Household‐level Impacts of Dairy Cow Ownership in Coastal Kenya
研究了肯尼亚沿海184户家庭中奶牛拥有量对家庭现金收入、乳制品消费、劳动分配和雇佣劳动的影响,发现每头奶牛使收入增加至少53%,并促进雇佣劳动替代家庭劳动。
This study uses heteroskedastic Tobit and Censored Least Absolute Deviations models to examine the impacts of dairy cow ownership on selected outcomes for a sample of 184 households in coastal Kenya. The outcomes examined include gross household cash income, gross non‐agricultural income, consumption of dairy products, time allocated to cattle‐related tasks, number of labourers hired and total wage payments to hired labourers. The number of dairy cows owned has a large and statistically significant impact on household cash income; each cow owned increased income by at least 53% of the mean total income of households without dairy cows. Dairy cow ownership also increases consumption of dairy products by 1.0 litre per week, even though most of the increase in milk production is sold. The number of dairy cows has no significant effect on total labour for cattle‐related tasks. However, in contrast to previous studies, labour allocation to cattle by household members decreases and labour requirements for dairy cows are met primarily by an increase in hired labour.

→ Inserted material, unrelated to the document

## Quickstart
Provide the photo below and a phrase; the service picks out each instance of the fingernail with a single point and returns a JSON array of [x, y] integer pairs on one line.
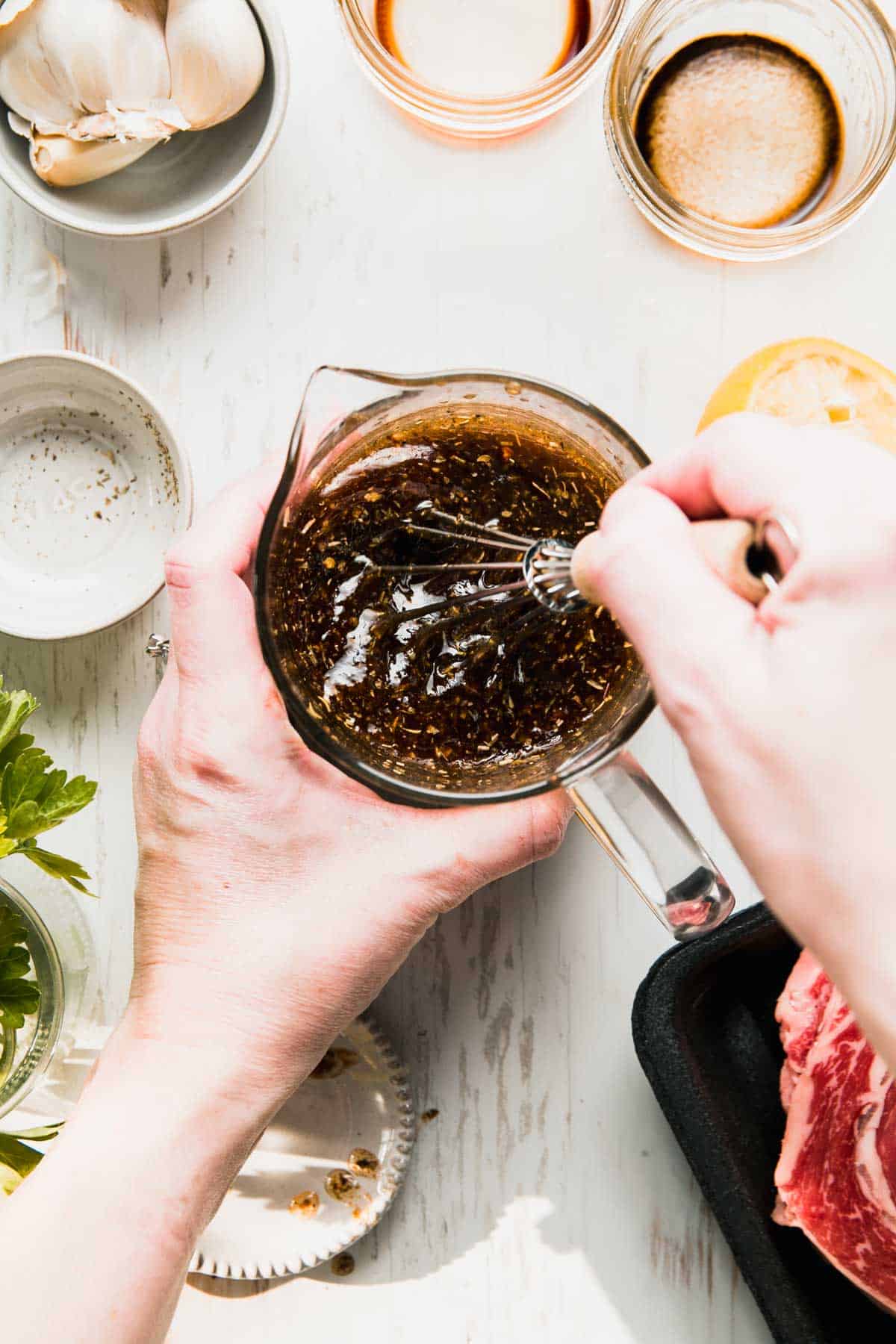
[[586, 566]]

Dairy cow ownership results in relatively modest increases in payments to hired labourers and the number of hired labourers employed. The large positive impacts on income and the substitution of hired for household labour in cattle care suggest that intensification of smallholder dairying can be beneficial as a development strategy in the region if disease and feed constraints are addressed.